It's about power and concentrating it in the hand of a few.
If your "it refers to the EC, then you are right. The EC allows a minority to determine our presidents with regularity. That is wrong in principle.
It's about power and concentrating it in the hand of a few.
There is no good argument to Federalize our elections.
The best three reasons I think to deep-six the Electoral College are:
Scenario 1: 49 states become solid red/blue (yes hypothetical but it could happen). If you only have one or two swing states, it would be much easier to commit widespread fraud over a smaller population/area/local government.

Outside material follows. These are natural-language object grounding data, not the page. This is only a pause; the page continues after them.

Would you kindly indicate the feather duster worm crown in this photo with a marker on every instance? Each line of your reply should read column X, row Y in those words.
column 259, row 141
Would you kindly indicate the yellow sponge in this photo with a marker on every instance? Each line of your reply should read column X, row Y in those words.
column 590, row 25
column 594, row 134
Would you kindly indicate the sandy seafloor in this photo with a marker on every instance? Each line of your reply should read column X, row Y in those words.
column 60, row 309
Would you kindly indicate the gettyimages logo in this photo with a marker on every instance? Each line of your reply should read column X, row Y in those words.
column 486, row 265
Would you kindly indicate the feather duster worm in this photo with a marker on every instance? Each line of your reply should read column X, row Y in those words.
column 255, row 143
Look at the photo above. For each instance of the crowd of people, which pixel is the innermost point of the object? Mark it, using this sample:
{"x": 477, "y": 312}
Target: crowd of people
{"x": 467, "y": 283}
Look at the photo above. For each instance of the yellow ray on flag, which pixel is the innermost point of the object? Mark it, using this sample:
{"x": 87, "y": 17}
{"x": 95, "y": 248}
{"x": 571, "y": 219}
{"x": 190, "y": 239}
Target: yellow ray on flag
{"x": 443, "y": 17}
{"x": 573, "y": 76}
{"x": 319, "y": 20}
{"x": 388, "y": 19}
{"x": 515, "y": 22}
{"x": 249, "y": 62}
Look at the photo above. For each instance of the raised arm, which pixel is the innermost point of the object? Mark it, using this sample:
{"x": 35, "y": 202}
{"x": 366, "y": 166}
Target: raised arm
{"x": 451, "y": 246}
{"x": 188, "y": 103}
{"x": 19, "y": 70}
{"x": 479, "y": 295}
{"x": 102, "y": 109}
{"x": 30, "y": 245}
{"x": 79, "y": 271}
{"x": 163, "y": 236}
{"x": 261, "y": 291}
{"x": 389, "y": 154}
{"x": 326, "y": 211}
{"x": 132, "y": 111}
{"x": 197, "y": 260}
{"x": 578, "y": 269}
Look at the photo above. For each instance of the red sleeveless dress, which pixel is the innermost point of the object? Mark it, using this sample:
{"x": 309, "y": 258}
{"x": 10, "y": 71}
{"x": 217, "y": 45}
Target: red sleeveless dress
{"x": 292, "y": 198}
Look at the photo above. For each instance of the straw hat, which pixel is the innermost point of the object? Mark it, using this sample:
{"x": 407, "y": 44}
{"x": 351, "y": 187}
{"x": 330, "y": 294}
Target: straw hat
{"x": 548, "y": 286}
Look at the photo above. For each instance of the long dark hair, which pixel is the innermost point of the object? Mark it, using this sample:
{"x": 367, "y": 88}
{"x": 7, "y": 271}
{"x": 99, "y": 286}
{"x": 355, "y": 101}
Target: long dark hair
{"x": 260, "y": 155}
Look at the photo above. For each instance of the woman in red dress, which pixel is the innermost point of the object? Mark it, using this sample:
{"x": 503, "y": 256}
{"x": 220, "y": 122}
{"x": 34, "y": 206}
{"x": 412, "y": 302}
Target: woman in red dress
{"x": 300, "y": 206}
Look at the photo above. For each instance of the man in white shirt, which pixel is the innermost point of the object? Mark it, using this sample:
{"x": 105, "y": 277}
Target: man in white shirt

Especially by an adversarial government.
Scenario 2: Theoretically, the way the Electoral College works now, a presidential candidate could win the election with less than 30% of the popular vote. Methinks that right there disqualifies it as a legitimate election process.
Scenario 3: Election Day in California, 50% vote Dem, 49% vote Rep. 55 Electoral Votes go to Washington. 49% of the people who voted in California are disenfranchised. Their vote is not heard.
The Electoral system was put in place back in the 1800s so candidates wouldn't only campaign in urban, highly-populated areas but would go to the low-populated rural areas as well. But with mass communications, that's not the case anymore.
Why would fraud be easier to commit.? If all eyes were on those places, it would be more difficult.
But you CAN win by focusing on the larger states. If all you have to do to win all 100% of the the big states electoral votes is campaign enough to win only 51% of the votes, then you don't even have to focus.